Health Reimbursement Accounts (HRAs) Introduce Employees to Healthcare Consumerism
Originally Published in RMP Advisor, January 2010Readers of this newsletter know that RMP supports consumer-driven healthcare. Consumerism is one of the most effective tools for adding value and increasing the efficiency of our healthcare delivery system. Consumerism is about giving employees greater responsibility or “skin in the game.” Data show that when employers do this, their employees will make better decisions.
Why Not an HSA?
Discussions of consumer-directed health plans frequently focus on high-deductible health plans (HDHPs) coupled with health savings accounts (HSAs). Sometimes overlooked are health reimbursement accounts (HRAs)—employer-funded accounts that can be a solid first step in transitioning to a consumer-directed approach to healthcare. Employees can use an HRA to pay for their qualified medical expenses, along with those of a spouse and children. Such expenses could include deductibles, copayment and coinsurance amounts, and any type of expenses that fall under the Internal Revenue Code definition of a qualified medical expense. Funds withdrawn to pay for qualified medical expenses are not taxable to the employee.
Like HSAs, HRAs have the advantage of helping employees develop more awareness of the cost of healthcare. Each time employees contemplate using their HRAs to pay for a medical expense, they must determine whether they’re meeting the medical expense in the most cost-effective way possible. Such thinking is an incentive to take the steps necessary to make informed, cost-conscious healthcare spending decisions. And, since HRA funds carry over year to year (and are not forfeited, such as are unused amounts left in flexible HSAs), employees have additional reasons to be careful about how they spend HRA money. By design, however, an employer can limit the carryover feature of the HRA; for example, employers can decide whether to make unused funds available for retirees to use.
Attractiveness of the HRA Model
Some employers prefer the HRA model because the employer (not the employee, as in the case of the HSA) owns monies contributed to an HRA. Therefore, money left over in an HRA account at the end of a benefit year or when any employee leaves their company remains the employer’s property. Yes, that can be an advantage and a good reason to get your feet wet with consumerism with the HRA model.
Our experience tells us, however, that the HRA is not as strong a tool as the HSA for changing behavior. In other words, employees with an HRA are still spending someone else’s money, as opposed to their own.
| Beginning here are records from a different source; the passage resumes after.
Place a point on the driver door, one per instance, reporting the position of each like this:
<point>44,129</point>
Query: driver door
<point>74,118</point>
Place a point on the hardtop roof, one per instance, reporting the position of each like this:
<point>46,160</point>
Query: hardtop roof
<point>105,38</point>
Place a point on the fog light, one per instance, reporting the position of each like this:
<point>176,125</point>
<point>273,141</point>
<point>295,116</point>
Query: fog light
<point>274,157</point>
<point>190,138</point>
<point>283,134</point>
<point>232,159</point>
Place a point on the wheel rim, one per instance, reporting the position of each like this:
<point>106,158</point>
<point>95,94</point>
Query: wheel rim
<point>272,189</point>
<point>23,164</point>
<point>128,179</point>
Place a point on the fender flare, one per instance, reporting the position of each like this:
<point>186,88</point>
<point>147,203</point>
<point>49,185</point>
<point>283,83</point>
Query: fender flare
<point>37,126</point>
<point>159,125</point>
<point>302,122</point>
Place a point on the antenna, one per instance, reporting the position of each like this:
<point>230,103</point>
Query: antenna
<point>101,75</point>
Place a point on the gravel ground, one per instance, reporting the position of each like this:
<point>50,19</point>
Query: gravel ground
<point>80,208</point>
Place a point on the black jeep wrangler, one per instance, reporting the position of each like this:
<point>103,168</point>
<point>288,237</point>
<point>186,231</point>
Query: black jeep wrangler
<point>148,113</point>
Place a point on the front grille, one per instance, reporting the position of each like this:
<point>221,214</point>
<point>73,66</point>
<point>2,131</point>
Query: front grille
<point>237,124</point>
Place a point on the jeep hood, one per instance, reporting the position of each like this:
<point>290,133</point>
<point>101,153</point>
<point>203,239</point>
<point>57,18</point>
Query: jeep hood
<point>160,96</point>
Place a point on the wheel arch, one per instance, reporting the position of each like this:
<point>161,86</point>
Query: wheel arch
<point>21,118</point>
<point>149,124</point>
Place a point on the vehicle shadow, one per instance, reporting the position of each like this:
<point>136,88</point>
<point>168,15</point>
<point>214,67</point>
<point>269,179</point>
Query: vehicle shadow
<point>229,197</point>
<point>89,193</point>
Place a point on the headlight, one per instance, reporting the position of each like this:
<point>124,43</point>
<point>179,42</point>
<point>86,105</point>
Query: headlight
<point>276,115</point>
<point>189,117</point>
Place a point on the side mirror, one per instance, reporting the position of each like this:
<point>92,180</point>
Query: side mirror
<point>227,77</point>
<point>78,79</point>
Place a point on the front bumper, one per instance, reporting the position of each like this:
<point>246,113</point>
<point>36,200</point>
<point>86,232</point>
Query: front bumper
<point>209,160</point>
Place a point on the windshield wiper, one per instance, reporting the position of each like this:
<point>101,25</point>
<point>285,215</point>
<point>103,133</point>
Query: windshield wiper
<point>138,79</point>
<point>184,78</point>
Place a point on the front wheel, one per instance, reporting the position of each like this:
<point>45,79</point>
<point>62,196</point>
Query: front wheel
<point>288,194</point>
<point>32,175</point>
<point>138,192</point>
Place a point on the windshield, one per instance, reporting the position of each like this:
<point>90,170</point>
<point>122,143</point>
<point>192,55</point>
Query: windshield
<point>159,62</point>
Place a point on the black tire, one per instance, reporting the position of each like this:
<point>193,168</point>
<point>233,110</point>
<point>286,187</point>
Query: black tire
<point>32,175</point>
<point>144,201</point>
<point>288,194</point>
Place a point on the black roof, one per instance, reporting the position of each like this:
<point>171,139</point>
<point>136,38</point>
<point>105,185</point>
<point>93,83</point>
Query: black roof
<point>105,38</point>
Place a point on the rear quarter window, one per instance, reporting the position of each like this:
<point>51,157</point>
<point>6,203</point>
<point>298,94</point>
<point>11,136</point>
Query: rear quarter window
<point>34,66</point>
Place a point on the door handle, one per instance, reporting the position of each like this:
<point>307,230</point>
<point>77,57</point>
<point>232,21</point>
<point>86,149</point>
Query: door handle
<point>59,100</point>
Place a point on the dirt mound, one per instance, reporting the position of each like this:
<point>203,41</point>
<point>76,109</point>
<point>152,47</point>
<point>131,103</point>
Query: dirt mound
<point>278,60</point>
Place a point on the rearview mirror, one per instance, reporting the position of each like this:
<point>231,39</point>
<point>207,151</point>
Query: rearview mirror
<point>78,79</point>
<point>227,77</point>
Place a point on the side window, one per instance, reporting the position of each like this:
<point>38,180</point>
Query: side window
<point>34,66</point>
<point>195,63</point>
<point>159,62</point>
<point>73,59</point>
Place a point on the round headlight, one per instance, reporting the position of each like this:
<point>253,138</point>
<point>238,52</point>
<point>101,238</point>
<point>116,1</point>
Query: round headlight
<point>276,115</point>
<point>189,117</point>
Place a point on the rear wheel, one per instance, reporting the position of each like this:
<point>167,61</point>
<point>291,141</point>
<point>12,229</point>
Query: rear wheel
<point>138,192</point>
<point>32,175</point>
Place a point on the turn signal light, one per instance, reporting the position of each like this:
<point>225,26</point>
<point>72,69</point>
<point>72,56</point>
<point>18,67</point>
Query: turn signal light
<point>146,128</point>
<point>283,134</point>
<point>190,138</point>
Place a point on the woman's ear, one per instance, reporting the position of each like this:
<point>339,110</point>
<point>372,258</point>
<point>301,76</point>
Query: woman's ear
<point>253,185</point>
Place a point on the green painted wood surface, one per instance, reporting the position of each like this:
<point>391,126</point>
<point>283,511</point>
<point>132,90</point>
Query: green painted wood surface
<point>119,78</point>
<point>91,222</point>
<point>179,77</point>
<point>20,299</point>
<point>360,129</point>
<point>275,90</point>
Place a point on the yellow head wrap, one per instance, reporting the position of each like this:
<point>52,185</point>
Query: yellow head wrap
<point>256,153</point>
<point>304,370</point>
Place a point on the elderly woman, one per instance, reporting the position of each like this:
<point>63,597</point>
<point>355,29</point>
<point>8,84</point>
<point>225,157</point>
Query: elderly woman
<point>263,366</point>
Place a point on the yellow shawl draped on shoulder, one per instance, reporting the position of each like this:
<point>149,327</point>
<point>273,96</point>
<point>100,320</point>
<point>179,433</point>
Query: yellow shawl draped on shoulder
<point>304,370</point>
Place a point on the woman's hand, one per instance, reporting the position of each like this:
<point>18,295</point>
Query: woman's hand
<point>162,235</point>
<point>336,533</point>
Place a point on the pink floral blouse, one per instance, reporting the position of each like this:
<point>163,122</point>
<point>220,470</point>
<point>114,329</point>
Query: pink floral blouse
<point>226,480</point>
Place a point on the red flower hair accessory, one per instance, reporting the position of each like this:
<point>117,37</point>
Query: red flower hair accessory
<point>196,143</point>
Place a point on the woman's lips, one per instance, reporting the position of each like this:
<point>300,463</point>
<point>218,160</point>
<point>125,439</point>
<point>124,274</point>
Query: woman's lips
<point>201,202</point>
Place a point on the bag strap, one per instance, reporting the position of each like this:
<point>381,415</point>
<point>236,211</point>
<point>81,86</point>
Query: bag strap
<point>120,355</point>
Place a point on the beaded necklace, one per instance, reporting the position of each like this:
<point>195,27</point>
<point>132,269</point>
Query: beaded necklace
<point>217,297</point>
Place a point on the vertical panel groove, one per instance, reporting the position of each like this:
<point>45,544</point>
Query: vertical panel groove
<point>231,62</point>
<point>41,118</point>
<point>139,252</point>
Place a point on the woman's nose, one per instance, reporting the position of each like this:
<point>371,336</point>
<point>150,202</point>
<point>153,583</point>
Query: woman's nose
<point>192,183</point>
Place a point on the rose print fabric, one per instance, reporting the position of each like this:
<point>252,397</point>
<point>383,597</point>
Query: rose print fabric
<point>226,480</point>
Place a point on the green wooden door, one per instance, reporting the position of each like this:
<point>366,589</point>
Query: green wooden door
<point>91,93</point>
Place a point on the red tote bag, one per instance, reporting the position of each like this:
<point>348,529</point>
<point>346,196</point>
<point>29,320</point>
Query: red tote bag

As a result, incentives around lifestyle and use of healthcare services have indirect, rather than direct, economic consequences. We do tend to see that the associated premiums of an HDHP coupled with an HRA are somewhat higher than when coupled with an HSA. The simple reason for this is actuarial predictions of costs (as a result of expectations for changed behavior) are somewhat higher with an HRA compared to an HSA.
From an employer’s perspective, one of the great advantages of HRAs is that they have tremendous design flexibility. Unlike HSAs, HRAs do not need to be tied to a HDHP. Their design, however, can complement the company healthcare plan; for example, an HRA can be a way to provide some healthcare benefit to employees for employers unable to sponsor a comprehensive type of medical plan. The cost of the plan would be predictable—whatever amount the employer chooses to contribute to employees’ accounts—and could vary year to year. Employees could use their HRA funds to pay for medical expenses or apply them toward the premium of a health plan they purchase on their own. Since HRAs are employer-funded accounts, no employee contributions are permitted.